Attacks and the serious injuries suffered in dog attacks have prompted calls for tougher regulations from members of the public and organisations, including the Animal Control Officer's Institute and the Association of Plastic Surgeons.
The proposed law was outlined earlier today at the Institute of Animal Control Officers' annual conference, but some critics said the government's approach was barking up the wrong tree.
Under the new law, all dogs classified as dangerous or menacing would have to be neutered, and it would be forbidden to adopt them.
Owners of high-risk dogs would have to keep them in fenced areas with at least one entrance having dog-free access.
The dogs would also have to wear distinctive collars identifying them as high-risk.
Associate Local Government Minister Louise Upston said people who chose to own certain dog breeds had an increased responsibility to society.
"If you are the owner of a high-risk dog, there are greater levels of responsibility on you: to manage that dog, to be responsible for that dog, to contain that dog ... and to reduce the risk that it causes to others."
There are more than 500,000 registered dogs in New Zealand, and the Institute of Animal Control Officers estimates there are about 20,000 bites every year
Ms Upston said it was key the government and local councils did what they could to phase out dangerous breeds - and neutering was proven to lower aggression in dogs.
'All dogs can bite'
Companion Animal Council board member Ross Blanks said targeting certain types of dogs distracted from the reality that all dogs could be dangerous.
"There is an argument that certain breeds are more likely to do damage, but singling out [those dogs] can distract from the idea that all dogs can be potentially dangerous.
"All dogs can bite. And all owners have responsibilities."

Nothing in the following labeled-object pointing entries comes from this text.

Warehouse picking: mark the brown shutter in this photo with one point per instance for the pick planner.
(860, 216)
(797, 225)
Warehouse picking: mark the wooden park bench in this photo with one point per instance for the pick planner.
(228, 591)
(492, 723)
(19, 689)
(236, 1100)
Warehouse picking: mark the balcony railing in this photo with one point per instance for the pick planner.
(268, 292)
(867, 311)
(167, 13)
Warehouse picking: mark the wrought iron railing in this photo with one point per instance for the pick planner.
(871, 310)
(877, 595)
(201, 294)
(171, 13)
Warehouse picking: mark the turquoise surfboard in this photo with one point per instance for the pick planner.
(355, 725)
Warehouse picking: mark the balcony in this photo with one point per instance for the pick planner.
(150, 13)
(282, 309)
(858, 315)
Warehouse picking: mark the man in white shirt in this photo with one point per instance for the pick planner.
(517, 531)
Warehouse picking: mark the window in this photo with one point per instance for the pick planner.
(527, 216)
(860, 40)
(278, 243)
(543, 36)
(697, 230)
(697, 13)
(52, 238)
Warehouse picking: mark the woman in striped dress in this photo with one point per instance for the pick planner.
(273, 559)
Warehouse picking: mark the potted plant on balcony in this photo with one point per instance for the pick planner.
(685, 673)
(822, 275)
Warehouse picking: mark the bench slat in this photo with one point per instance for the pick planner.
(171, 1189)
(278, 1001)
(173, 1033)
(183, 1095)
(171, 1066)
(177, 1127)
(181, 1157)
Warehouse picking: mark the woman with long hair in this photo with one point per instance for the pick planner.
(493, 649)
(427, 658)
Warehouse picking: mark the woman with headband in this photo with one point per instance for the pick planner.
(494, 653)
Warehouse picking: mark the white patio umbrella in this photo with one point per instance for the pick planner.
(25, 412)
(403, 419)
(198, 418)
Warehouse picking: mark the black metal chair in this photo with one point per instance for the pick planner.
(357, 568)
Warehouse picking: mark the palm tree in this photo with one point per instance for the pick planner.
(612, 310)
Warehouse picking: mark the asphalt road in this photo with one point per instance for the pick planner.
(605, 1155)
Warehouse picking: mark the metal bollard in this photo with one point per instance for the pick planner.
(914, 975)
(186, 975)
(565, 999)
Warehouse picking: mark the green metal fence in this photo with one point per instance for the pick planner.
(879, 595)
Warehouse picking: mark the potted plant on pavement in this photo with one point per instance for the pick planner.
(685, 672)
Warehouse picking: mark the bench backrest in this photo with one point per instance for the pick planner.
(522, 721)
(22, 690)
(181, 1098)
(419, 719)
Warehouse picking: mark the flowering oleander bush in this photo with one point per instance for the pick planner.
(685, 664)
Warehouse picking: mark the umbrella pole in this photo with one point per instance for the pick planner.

Mr Blanks applauded the government's efforts to at least do something, but said other issues - such as establishing what breed a dog actually was - would make implementing the law difficult.
Christchurch dog trainer Blair Anderson agreed, saying the government was taking the wrong approach to the issue.
"The more we've put dogs behind high fences and kept them on short leads, the more we've generated the very problem we've set out to solve."
Mr Anderson said dog attacks, like car accidents, were an inevitable consequence of dogs in society, and addressing them was about research and education - understanding dogs and their behaviour - rather than demonising certain breeds.
The law would take effect in February 2017 and the government would contribute $850,000 towards its implementation.